I’m a fan of hydration, cucumber extracts, and massage.
From a hydration perspective, moisturizing is key. This can be accomplished with something as simple as vitamin E or white petroleum jelly. By hydrating the skin, the turgor around the eyelid skin improves reducing the appearance of dark circles. Massage via jade rollers or ice rollers can provide instant cooling and manipulation of any excess fluid in the tissue back into the lymphatic system. Creams can reduce puffiness to avoid exaggerating the uneven fat distribution under the eyes. They can also improve the hydration of the skin to help make the skin appear to have more turgor. And, bleaching creams can help reduce the pigment around the eyes.

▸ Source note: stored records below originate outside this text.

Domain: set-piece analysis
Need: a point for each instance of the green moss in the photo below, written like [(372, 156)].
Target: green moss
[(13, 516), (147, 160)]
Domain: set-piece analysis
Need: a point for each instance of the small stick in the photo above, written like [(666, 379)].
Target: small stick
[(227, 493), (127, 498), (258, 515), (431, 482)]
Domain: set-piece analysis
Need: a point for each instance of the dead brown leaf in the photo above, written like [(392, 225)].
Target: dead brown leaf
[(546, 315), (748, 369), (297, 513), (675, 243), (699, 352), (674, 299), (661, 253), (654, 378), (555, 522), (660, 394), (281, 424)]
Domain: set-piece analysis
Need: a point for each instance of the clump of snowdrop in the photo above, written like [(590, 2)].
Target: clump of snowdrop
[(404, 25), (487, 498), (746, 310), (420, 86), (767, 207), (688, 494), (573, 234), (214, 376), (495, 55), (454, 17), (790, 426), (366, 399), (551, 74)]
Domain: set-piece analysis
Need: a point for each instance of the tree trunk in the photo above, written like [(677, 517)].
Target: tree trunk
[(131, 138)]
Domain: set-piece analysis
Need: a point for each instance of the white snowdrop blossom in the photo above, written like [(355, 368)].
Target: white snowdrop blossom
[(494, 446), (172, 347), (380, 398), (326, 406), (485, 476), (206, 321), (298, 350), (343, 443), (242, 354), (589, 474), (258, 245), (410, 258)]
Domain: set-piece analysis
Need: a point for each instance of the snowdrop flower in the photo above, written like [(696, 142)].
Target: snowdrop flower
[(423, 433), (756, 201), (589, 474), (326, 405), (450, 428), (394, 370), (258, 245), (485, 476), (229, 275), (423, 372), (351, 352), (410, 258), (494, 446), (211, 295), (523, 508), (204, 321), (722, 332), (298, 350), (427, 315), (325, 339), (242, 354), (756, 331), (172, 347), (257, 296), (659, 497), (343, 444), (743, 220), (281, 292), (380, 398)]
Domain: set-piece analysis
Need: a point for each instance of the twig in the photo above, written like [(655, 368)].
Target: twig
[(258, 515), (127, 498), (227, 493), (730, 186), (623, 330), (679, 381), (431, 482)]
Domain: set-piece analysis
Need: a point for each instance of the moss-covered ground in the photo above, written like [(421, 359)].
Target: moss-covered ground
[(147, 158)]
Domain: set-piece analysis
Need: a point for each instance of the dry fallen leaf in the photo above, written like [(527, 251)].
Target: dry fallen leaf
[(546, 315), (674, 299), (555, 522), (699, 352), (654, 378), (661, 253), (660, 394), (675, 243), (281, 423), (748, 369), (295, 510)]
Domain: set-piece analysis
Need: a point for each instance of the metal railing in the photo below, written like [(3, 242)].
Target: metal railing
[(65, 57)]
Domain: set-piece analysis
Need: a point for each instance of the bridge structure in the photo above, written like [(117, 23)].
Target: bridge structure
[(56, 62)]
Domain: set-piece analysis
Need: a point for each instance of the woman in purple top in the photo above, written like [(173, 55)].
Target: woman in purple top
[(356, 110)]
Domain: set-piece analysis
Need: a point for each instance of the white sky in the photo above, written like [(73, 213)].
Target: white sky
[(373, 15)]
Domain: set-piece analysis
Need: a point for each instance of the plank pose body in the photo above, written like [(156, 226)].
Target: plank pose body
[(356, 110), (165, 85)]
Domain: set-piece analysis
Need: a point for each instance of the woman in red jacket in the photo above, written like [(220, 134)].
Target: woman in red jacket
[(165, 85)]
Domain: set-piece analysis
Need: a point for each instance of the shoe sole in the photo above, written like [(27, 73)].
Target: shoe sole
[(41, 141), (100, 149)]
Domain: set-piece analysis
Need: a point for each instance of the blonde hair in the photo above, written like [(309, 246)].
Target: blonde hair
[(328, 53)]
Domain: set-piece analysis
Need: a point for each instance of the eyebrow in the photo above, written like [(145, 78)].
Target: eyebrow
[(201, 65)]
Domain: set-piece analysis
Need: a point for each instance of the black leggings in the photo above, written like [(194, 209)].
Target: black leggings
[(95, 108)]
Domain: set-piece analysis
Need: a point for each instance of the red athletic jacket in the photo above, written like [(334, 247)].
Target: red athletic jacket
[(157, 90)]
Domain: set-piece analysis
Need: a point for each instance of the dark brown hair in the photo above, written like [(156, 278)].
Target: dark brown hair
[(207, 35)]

Products to consider for sensitive skin With hyaluronate, this product packs in extra hydration around the delicate eyelid skin. An effective cream to improve the turgor of the thin eyelid skin. Helps with puffiness This eye cream combines ingredients such as calming properties such as cucumber, ginseng, wheat germ, and algae extracts to reduce puffiness around the eyes. It also has green tea extracts that have an anti-oxidant effect to fight the signs of aging around the eyes.
The main ingredients to be careful to avoid would be anything that can dry or irritate the thin sensitive skin in this area. Although I’m a huge fan of retinol, around the eyes it's worth applying with caution. If you get excess dryness, this can exaggerate these circles. I tend to avoid vitamin C as well because, again, it's a good ingredient, but can cause some irritation to the skin and give the opposite effect. Focus on hydration: vitamin E, and hyaluronic acid- will increase the skin’s turgor by drawing moisture to the skin.